DEV Community

bob lee
bob lee

Posted on

Building a Self-Verifying FTIR Agent with Qwen Function Calling

Built for Track 4: Autopilot Agent — #QwenCloudHackathon


Most AI "agents" are API wrappers with a system prompt. Upload data, call one endpoint, return the result. No verification, no reasoning about what went wrong, no ability to self-correct.
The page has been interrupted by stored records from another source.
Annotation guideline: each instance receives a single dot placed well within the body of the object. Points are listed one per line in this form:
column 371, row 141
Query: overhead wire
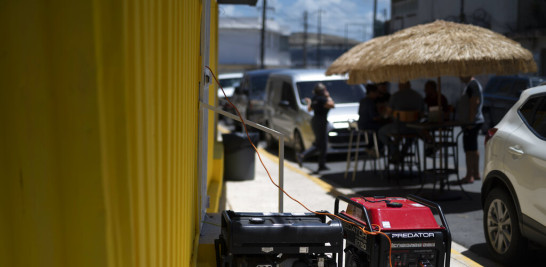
column 372, row 232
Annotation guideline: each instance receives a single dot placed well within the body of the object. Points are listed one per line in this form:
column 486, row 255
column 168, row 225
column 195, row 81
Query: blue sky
column 356, row 15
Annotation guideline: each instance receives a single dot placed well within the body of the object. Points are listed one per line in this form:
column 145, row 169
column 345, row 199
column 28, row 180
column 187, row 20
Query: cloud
column 336, row 15
column 227, row 10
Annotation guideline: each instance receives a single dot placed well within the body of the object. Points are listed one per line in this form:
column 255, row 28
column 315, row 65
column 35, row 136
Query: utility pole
column 262, row 41
column 319, row 39
column 305, row 39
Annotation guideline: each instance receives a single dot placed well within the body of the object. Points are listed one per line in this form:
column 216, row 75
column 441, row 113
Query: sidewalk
column 260, row 195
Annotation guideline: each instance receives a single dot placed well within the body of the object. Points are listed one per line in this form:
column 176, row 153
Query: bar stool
column 407, row 144
column 410, row 155
column 373, row 158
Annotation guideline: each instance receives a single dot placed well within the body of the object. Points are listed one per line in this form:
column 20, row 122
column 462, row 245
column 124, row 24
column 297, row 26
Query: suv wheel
column 501, row 227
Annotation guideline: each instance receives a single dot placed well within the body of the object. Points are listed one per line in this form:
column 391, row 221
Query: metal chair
column 407, row 145
column 373, row 157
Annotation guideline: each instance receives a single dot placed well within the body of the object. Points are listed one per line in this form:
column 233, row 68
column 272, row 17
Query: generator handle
column 434, row 205
column 356, row 205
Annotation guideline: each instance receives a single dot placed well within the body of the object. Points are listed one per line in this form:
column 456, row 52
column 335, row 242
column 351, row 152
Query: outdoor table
column 440, row 168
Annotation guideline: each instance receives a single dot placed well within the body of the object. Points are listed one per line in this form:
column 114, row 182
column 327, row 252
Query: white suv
column 514, row 188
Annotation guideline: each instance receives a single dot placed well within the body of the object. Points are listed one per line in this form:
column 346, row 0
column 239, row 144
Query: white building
column 239, row 42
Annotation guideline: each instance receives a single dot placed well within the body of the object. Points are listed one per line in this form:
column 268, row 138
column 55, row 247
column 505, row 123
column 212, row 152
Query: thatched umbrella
column 435, row 49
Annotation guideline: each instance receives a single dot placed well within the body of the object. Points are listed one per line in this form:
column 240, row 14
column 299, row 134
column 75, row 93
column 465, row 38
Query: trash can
column 239, row 156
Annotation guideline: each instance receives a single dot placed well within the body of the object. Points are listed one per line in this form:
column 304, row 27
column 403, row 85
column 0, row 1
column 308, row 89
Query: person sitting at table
column 405, row 99
column 431, row 100
column 369, row 117
column 431, row 96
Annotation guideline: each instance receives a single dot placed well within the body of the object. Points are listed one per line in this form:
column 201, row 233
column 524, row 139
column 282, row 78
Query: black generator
column 414, row 237
column 278, row 239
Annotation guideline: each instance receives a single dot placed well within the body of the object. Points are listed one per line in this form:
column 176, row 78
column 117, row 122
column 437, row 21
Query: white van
column 286, row 111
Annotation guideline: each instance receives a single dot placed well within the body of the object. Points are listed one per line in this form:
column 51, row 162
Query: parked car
column 501, row 92
column 286, row 110
column 229, row 81
column 249, row 97
column 514, row 186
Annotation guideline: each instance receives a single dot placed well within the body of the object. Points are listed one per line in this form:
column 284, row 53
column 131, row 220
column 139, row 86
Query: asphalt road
column 463, row 213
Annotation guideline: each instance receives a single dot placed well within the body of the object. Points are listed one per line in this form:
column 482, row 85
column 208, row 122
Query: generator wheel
column 353, row 259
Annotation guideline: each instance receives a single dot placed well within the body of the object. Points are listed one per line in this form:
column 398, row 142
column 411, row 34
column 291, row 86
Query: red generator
column 416, row 239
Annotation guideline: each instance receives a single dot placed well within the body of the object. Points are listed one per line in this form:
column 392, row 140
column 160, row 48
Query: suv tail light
column 490, row 134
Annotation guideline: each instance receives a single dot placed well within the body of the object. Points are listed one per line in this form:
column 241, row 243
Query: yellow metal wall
column 98, row 132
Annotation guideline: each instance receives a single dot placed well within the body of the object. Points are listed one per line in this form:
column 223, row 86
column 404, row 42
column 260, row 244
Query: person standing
column 405, row 99
column 469, row 110
column 321, row 103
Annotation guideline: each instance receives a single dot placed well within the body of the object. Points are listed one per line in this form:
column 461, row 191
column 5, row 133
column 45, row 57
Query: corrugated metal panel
column 162, row 69
column 99, row 159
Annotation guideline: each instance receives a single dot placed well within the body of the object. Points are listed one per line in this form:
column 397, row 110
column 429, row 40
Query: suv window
column 288, row 95
column 340, row 91
column 533, row 113
column 255, row 85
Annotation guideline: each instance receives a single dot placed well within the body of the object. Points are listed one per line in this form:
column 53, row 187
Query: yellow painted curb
column 455, row 255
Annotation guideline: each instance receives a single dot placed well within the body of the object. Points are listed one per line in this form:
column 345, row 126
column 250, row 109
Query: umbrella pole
column 440, row 96
column 441, row 111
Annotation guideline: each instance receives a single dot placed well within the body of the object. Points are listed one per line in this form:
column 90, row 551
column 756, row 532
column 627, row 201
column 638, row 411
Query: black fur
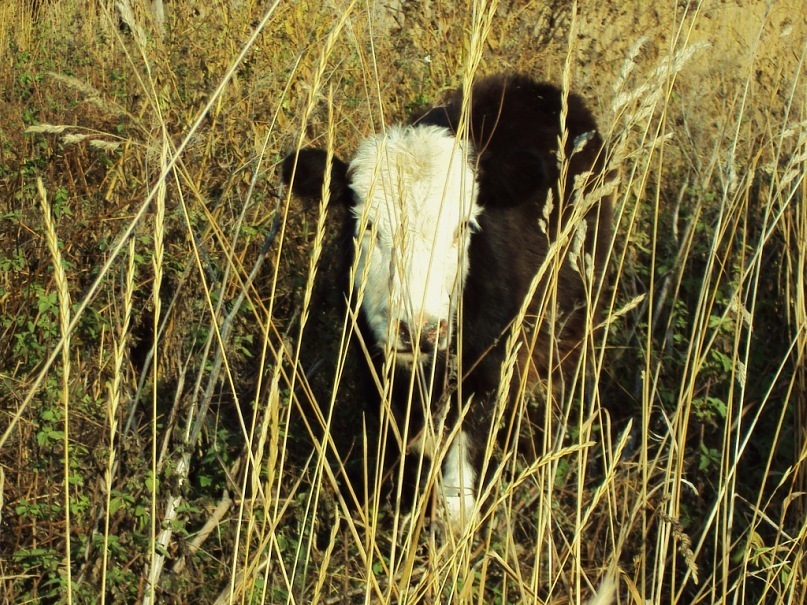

For the Qwen Cloud Hackathon, I built ChemSpectra Agent — an FTIR spectral analysis system where Qwen-3.7-Max autonomously selects tools, cross-validates evidence across multiple results, and triggers self-verification when confidence is low. The key insight: an agent that checks its own work catches errors that single-pass analysis misses.

Why Function Calling Changes Everything

The agent has access to 5 analysis tools, each hitting a different endpoint of the FTIR.fun spectral library (130,000+ reference spectra):

Tool Purpose
identify_material Match spectrum against reference library, return ranked candidates
explain_peaks Explain what chemical bond vibration each peak represents
assign_functional_groups Map peaks to functional groups (C=O, O-H, N-H, etc.)
match_library_topk Rapid top-K screening without deep analysis
search_public_results Search publicly shared analysis cases (via MCP)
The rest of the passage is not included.